The best salesmen all have a good gimmick. Just ask Brea Olinda High School math teacher Scott Malloy, California's newest Teacher of the Year, who has turned teaching into a dramatic art.
He spends every day trying to get kids to buy into the concept of math, and boy, has he got one heck of a gimmick.
Malloy, 36, has donned a Dr. Evil costume (of "Austin Powers" fame) on more than one occasion, arriving at work dressed up "for no reason." He reprised that role on Halloween, in the homecoming parade and for the school's annual "Mr. Brea" contest.
Well, he had to do something for that last contest. For three years, entering as himself, he'd lost. Last year, as Dr. Evil, he won.
No wonder Dr. Evil and Austin Powers paraphernalia are plastered all over his classroom: on a computer screen saver, on posters, on a calendar, even in toy figures on his desk.
"I am not obsessed with Dr. Evil," he says as his students burst out in disbelieving laughter.
But ever since his first appearance in character, the gimmick stuck, and students filled his classroom with toys. "I understand now how frog collections start, but I don't mind," says Malloy, a 13-year teaching veteran. "You need some sort of shtick in this business."
Dr. Evil, of course, has little to do with calculus, trigonometry or computer science.
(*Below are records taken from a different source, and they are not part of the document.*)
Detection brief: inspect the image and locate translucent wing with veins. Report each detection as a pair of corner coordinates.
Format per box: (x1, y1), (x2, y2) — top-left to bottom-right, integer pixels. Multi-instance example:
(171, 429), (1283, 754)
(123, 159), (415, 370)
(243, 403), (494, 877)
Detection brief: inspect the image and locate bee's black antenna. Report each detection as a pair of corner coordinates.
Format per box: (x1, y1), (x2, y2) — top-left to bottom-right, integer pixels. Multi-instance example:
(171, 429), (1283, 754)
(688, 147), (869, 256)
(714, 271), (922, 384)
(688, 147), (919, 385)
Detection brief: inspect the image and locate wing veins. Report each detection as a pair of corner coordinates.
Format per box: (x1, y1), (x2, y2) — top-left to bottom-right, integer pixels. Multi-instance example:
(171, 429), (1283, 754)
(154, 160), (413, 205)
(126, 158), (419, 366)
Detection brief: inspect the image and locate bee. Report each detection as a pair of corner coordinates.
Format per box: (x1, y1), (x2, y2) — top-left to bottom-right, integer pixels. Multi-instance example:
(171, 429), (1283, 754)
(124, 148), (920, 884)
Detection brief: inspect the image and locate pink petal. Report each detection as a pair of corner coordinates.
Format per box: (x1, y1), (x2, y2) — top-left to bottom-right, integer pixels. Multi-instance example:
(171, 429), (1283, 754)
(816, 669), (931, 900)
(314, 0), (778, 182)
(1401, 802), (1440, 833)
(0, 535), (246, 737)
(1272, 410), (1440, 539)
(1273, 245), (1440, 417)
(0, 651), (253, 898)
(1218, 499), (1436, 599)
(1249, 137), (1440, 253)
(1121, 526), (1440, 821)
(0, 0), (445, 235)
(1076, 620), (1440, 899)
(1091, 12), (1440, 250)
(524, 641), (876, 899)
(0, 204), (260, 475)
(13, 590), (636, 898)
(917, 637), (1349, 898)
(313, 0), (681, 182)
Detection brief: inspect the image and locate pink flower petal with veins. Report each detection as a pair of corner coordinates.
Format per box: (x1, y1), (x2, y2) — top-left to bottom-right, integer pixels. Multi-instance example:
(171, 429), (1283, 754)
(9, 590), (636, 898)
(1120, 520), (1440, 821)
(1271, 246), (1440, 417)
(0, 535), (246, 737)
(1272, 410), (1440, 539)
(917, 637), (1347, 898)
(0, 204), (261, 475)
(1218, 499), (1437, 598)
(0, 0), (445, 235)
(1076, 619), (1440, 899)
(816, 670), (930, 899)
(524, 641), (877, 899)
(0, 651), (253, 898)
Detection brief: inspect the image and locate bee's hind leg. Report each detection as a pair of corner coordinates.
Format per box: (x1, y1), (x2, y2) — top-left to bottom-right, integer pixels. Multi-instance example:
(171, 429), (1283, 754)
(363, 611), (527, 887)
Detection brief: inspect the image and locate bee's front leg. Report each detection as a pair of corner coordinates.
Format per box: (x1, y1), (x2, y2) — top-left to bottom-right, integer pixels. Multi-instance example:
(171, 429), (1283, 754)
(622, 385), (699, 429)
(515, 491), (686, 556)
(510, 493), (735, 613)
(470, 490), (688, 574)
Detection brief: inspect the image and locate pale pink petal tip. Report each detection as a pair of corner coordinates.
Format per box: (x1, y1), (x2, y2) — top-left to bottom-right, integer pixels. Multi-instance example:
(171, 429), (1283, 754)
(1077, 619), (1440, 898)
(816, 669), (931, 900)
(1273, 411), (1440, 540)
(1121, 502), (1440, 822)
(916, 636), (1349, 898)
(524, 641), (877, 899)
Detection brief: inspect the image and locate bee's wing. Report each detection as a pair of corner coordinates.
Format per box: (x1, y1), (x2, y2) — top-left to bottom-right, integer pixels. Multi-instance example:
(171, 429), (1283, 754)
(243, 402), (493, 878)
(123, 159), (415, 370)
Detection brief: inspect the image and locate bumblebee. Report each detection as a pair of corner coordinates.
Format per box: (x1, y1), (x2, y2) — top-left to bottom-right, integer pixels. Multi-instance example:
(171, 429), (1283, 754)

But it is the shtick that opens the door to learning.
Malloy's friend and colleague, English teacher David Razor, is quick to point out that Malloy is quite serious. He enjoys talking politics, literature and current events. In fact, Malloy didn't even think "Austin Powers" was all that great a movie.
In many ways, Malloy is the stereotypical math geek. He has been known to graph his weight, and his eyes grow bright as he starts talking about Euclid and "gorgeous" theorems.
This is why, to his friends, the Dr. Evil persona is so amusing.
"He's such a consummate professional," Razor says. "Scott does that--he plays the role--but teaching is an act. It's a calculated attempt to engage the students."
It is obviously working. His students, in all seriousness, spout teaching cliches, genuinely meaning every word.
"He makes learning fun," says Brian Malotte, 16.
"He tries to be your friend," says Matt Case, 17.
"He's my hero," says K.C. Santos, 17. "There's only one statement that wraps it up. Mr. Malloy is the King of the State. . . . And I don't even like math!"
When they are pushed to expound, it doesn't take long for the concrete examples to start flying. He plays chess with Case every day after school. He comes in at any hour to help a student with a difficult assignment. He challenges them. He entertains them.
And, says 17-year-old Kenny Edgar, "We sing!"
In Edgar's trigonometry class, Malloy has taught his students a little ditty, "The Quadratic Equation Song," which they sing in a jaunty melody, sometimes in rounds. "X equals negative B plus or minus . . . " well, you get the point.
"That's the only reason I know it," Edgar says. In Malloy's calculus class, he inspired his students to sing in Latin--quod erat demonstrandum (that which was to be proved)--in a chant at the end of each problem.
But Malloy seems to find everything about math engaging.
"The limit of a product is the product of two limits," Malloy tells the class. "Sooo cute. Beautiful."
At the beginning of the year, students clamor to get into his classes, which are as hard as high school math gets.
For kicks, his students last year painted the Fundamental Theorem of Calculus on a huge board and staked it into the hill outside Malloy's classroom.
It's still there, Malloy points out, having survived rain, wind, sleet, and a grass fire. He feared school administrators might get mad: The students, after all, had trespassed on the hill next to the high school.
One teacher remarked to Malloy that the math sign was "the greatest show of academic spirit in the last 10 years." Principal Doug Kimberly has been known to show it off to visitors.
Malloy is one of five California Teachers of the Year, but the only one who will represent the state in the national competition.
"There's nothing else I've ever liked," he says of his career. "You're teaching kids. It's metaphysical. I'm saying something, and they say, 'Oh, I understand it.' It's miraculous . . . It's corny, but you pass on education to young people. I wouldn't trade that for anything."